Still, at this stage we weren’t very well known in America, but the gig was quite a hot ticket. The guest list was a roll-call of all the English people in bands in New York on that day. There are always plenty of those, a remarkable number. It would be hard to avoid spotting one in the street or in the hotel. It was quite creepy, the number of times the singer from Del Amitri kept appearing, never at our shows, just randomly around the world. ‘Graham! I saw him again! I saw him again!’ Soon, we started to look out for him.

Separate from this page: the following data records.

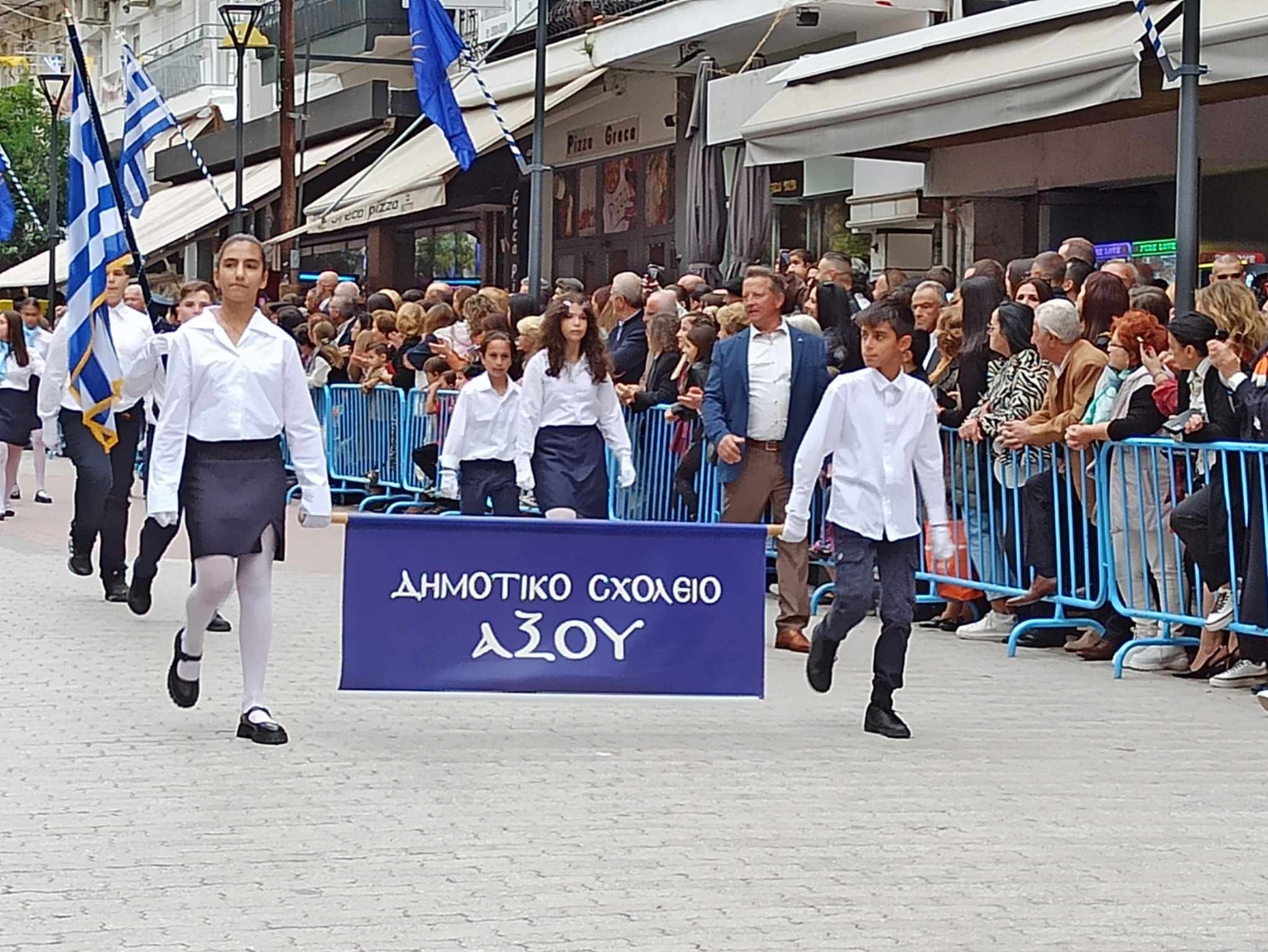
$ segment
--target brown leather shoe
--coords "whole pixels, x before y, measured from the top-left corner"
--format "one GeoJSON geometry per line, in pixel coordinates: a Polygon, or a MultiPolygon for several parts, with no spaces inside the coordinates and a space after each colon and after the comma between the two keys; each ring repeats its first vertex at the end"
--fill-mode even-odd
{"type": "Polygon", "coordinates": [[[1008,599],[1009,608],[1025,608],[1026,605],[1032,605],[1036,602],[1042,602],[1049,595],[1056,594],[1056,579],[1047,579],[1042,575],[1036,575],[1035,581],[1031,583],[1030,592],[1025,595],[1017,595],[1017,598],[1008,599]]]}
{"type": "Polygon", "coordinates": [[[1097,638],[1097,644],[1079,651],[1079,658],[1084,661],[1112,661],[1118,652],[1118,645],[1108,638],[1097,638]]]}
{"type": "Polygon", "coordinates": [[[798,651],[803,655],[810,652],[810,642],[806,640],[796,628],[785,628],[784,631],[776,633],[775,647],[782,649],[784,651],[798,651]]]}

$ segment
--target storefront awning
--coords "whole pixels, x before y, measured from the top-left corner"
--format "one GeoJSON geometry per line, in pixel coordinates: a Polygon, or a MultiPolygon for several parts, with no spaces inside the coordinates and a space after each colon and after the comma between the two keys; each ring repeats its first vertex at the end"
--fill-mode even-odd
{"type": "MultiPolygon", "coordinates": [[[[595,70],[567,85],[547,93],[547,110],[554,110],[604,74],[595,70]]],[[[506,127],[515,132],[533,122],[533,96],[500,103],[506,127]]],[[[552,117],[558,121],[560,117],[552,117]]],[[[506,140],[497,118],[488,107],[464,109],[463,121],[476,150],[484,155],[501,149],[506,140]]],[[[383,218],[396,218],[412,212],[440,208],[445,204],[445,183],[458,171],[458,160],[436,126],[429,126],[408,142],[391,152],[364,180],[340,198],[335,189],[304,208],[308,220],[302,231],[335,231],[368,225],[383,218]],[[330,203],[339,204],[331,209],[330,203]]],[[[289,237],[289,236],[288,236],[289,237]]]]}
{"type": "Polygon", "coordinates": [[[1137,99],[1144,27],[1126,10],[973,39],[940,24],[915,33],[947,43],[870,63],[860,44],[852,53],[867,65],[785,86],[742,126],[747,161],[857,155],[1137,99]]]}
{"type": "MultiPolygon", "coordinates": [[[[327,142],[308,149],[304,157],[306,178],[325,171],[326,166],[340,162],[372,142],[387,135],[385,129],[359,132],[355,136],[327,142]]],[[[298,159],[295,168],[298,170],[298,159]]],[[[233,173],[221,173],[213,176],[224,199],[233,204],[233,173]]],[[[281,185],[281,160],[250,165],[242,171],[242,202],[252,207],[269,198],[281,185]]],[[[132,231],[137,246],[146,256],[164,254],[190,239],[205,232],[212,226],[219,226],[231,216],[212,192],[207,182],[199,178],[172,185],[151,194],[139,218],[132,220],[132,231]]],[[[65,283],[70,267],[70,254],[63,241],[57,246],[57,283],[65,283]]],[[[0,287],[36,287],[48,283],[48,253],[15,264],[0,273],[0,287]]]]}

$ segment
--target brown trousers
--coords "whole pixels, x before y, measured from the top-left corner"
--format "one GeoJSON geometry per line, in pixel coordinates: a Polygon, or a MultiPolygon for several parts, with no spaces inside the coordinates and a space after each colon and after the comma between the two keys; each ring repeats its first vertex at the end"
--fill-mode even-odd
{"type": "MultiPolygon", "coordinates": [[[[784,508],[792,482],[784,472],[784,454],[768,444],[748,440],[739,476],[723,486],[723,522],[760,522],[771,505],[775,522],[784,522],[784,508]]],[[[775,572],[780,581],[780,614],[776,631],[804,631],[810,623],[809,543],[775,543],[775,572]]]]}

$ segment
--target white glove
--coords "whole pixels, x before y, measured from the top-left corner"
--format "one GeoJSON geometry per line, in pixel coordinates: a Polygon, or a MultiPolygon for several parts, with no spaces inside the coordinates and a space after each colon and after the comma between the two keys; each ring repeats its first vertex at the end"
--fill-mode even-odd
{"type": "Polygon", "coordinates": [[[809,531],[809,517],[784,513],[784,532],[780,533],[780,542],[805,542],[809,531]]]}
{"type": "Polygon", "coordinates": [[[533,480],[533,465],[527,458],[515,461],[515,485],[525,493],[531,493],[536,482],[533,480]]]}
{"type": "Polygon", "coordinates": [[[458,499],[458,473],[453,470],[443,470],[440,473],[440,495],[446,499],[458,499]]]}
{"type": "Polygon", "coordinates": [[[955,542],[951,541],[951,529],[946,526],[931,526],[929,541],[933,543],[933,561],[950,562],[955,559],[955,542]]]}
{"type": "Polygon", "coordinates": [[[307,509],[304,509],[304,504],[301,503],[299,524],[306,529],[325,529],[327,526],[330,526],[330,514],[327,513],[326,515],[317,515],[314,513],[309,513],[307,509]]]}

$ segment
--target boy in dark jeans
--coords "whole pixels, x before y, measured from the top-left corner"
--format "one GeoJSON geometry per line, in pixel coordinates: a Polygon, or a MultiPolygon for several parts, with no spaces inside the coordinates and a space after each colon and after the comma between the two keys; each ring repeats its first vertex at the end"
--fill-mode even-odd
{"type": "Polygon", "coordinates": [[[955,556],[947,529],[946,486],[937,406],[924,383],[903,373],[904,352],[915,326],[912,308],[883,298],[856,316],[864,363],[828,385],[792,467],[792,495],[782,538],[805,538],[810,496],[832,456],[828,522],[836,562],[836,597],[810,641],[805,673],[810,687],[832,687],[832,665],[846,635],[872,604],[872,572],[880,572],[880,638],[872,661],[871,703],[864,730],[909,737],[894,713],[894,692],[903,687],[907,640],[921,564],[921,522],[915,482],[931,526],[933,559],[955,556]]]}

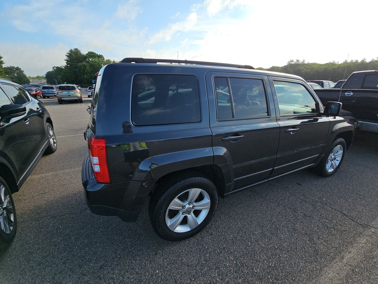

It was packed at the Marquee. I went out to the bar in the front of house with Damon. We quickly got thrashed to bits on vodkas and limes; told everyone to fuck off; snogged each other and then had a fight on the floor. We destroyed the venue in the course of the show. All the record company cheeses were sitting at tables on the balcony, staring. Damon got on the balcony and danced on the tables and spilled their sparkling mineral waters. Graham had a fight with his guitar. I tried to high-jump the drumkit and had a fight with Dave, quite a bad one. I felt we’d given a pretty good account of ourselves, but the record company weren’t impressed. No one from the label came backstage, but a message was sent requesting a breakfast meeting at the hotel.